TrafPS: A shapley-based visual analytics approach to interpret traffic
CVMJ
Zezheng Feng, Yifan Jiang, Hongjun Wang, Zipei Fan,
Yuxin Ma, Shuang-Hua Yang, Huamin Qu, Xuan Song
Abstract
Recent achievements in deep learning (DL) have demonstrated its potential in predicting traffic flows. Such predictions are beneficial for understanding the situation and making traffic control decisions. However, most state-of-the-art DL models are considered “black boxes” with little to no transparency of the underlying mechanisms for end users. Some previous studies attempted to “open the black box” and increase the interpretability of generated predictions.
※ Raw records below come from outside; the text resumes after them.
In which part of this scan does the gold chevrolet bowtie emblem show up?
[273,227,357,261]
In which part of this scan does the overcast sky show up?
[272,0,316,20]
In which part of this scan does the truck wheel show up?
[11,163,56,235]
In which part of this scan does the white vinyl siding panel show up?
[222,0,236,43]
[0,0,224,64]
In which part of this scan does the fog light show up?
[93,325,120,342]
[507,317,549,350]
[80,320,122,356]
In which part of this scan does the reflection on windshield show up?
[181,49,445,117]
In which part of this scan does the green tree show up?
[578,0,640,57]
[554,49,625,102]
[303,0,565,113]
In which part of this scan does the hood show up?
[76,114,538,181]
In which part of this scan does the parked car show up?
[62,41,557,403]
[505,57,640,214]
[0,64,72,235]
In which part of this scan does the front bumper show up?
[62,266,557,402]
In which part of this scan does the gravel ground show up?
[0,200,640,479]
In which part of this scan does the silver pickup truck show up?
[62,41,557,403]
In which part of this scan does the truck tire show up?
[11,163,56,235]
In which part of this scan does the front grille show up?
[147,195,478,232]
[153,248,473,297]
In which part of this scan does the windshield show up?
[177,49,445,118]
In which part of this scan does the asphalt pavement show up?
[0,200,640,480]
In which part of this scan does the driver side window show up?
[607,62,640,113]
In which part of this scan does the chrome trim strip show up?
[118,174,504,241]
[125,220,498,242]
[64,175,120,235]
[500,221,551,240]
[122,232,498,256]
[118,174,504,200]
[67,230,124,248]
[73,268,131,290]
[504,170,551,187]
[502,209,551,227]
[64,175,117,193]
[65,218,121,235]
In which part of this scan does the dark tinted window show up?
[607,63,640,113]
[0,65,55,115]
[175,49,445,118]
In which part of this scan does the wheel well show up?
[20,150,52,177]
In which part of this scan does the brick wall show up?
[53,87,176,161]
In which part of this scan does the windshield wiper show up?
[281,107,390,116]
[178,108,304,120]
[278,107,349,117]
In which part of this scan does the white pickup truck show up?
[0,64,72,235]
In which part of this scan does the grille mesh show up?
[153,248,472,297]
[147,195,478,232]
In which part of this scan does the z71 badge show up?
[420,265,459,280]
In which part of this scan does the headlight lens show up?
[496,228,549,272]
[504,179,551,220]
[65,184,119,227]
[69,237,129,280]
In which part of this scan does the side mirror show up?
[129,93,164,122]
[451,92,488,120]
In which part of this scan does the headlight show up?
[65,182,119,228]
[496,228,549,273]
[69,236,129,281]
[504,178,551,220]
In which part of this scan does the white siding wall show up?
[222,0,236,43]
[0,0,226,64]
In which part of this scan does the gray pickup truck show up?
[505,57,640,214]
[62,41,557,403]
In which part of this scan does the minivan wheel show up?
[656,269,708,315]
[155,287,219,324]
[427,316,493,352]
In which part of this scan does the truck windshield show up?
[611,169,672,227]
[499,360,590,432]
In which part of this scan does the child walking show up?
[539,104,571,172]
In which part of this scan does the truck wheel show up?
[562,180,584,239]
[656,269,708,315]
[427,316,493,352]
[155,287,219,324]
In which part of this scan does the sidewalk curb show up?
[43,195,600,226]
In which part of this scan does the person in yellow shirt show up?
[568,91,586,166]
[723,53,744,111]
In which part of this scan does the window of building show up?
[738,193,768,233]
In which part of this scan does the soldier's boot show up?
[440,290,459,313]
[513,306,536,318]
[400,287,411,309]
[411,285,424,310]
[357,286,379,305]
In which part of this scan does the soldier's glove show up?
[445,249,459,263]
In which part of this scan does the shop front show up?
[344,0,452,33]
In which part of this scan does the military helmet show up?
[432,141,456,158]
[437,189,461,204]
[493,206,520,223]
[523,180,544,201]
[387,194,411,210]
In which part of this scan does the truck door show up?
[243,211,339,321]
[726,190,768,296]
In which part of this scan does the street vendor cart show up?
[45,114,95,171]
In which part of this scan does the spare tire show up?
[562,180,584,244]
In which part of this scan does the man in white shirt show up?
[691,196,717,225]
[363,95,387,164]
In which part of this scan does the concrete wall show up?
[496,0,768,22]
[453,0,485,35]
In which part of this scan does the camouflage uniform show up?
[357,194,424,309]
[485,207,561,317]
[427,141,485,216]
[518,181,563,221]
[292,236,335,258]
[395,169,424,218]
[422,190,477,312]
However, handling complex models on large-scale spatiotemporal data and discovering salient spatial and temporal patterns that significantly influence traffic flow remain challenging. To overcome these challenges, we present TrafPS, a visual analytics approach for interpreting traffic prediction outcomes to support decision-making in traffic management and urban planning. The measurements region SHAP and trajectory SHAP are proposed to quantify the impact of flow patterns on urban traffic at different levels. Based on the task requirements from domain experts, we employed an interactive visual interface for the multi-aspect exploration and analysis of significant flow patterns. Two real-world case studies demonstrate the effectiveness of TrafPS in identifying key routes and providing decision-making support for urban planning.